I am trying to devise am “easy” way to control the period of time over which smoke is emitted from a flow object. The idea is this: I prefracture an object into say 50 shards and drop it onto a ground plane using rigid body physics. The object falls intact and breaks into 50 separate shards on impact. Now, as each shard contacts the ground plane, I would like to see a puff of smoke which would be setup to behave like dust. So, the emission should begin on contact and continue until some specified number of frames beyond coming to rest. For one shard, this is easy enough to do by setting particle start and end frames or, in mesh emission, animating the surface value from 0.0 to say 1.0 and back to 0.0. This is problematic, however, when 50 shards are involved - tedious may be a better word. I have looked into dynamic paint but it apparently can’t control particle emissions. For mesh emission it can be made to work for starting the smoke emission but not for ending it. Does anyone have an idea about how to proceed? Thanks.

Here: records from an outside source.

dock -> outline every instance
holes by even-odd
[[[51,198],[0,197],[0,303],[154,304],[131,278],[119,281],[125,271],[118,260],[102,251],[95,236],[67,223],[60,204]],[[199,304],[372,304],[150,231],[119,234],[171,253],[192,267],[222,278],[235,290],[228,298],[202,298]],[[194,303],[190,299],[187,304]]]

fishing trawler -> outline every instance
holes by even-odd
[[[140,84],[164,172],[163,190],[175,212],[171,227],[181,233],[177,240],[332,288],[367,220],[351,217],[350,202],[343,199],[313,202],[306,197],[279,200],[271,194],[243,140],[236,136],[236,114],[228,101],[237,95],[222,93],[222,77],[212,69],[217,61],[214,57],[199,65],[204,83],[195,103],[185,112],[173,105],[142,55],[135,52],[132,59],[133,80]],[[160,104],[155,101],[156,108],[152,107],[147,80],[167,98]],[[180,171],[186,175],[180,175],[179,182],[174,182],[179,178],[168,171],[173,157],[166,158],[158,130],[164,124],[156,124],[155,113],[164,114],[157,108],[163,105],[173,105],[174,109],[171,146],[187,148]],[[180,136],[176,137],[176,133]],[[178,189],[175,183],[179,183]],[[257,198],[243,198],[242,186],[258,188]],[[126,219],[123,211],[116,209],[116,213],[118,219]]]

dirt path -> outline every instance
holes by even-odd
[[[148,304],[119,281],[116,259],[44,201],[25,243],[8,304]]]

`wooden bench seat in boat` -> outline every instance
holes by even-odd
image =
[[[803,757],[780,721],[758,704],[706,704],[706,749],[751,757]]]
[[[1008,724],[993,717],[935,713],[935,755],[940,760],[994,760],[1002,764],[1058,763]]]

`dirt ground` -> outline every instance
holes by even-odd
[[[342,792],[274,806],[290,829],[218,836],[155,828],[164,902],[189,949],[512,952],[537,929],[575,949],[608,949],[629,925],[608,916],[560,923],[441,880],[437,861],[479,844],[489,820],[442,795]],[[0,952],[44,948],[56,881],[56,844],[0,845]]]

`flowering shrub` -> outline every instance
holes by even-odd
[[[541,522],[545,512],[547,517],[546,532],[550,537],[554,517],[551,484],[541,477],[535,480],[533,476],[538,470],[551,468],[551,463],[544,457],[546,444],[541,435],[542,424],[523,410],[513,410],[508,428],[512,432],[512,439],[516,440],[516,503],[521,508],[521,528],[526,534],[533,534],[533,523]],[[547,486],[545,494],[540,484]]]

I think dynamic paint is the way to go, can you post you .blend with your try or some images of the settings?
Thanks, I’ve been thinking about DP but have run into a problem. As I said, I want to drop many many objects onto a plane and have each impact cause a brief puff of smoke which would be setup to look like dust. Consider just one object. I can make it a brush and the plane a canvas and use the vertex group to control the smoke simulator. The problem is, I think, that there is no way to shut off the smoke once the object comes to rest on the plane. Additionally, potentially a hundred objects/brushes need to be setup which is a lot of manual work.
So, is there a way to make the dynamic paint completely dry up? Is there a way to setup hundreds of brushes by copying or some other technique? I will be happy to post files and tests but I think I am too far from a solution yet.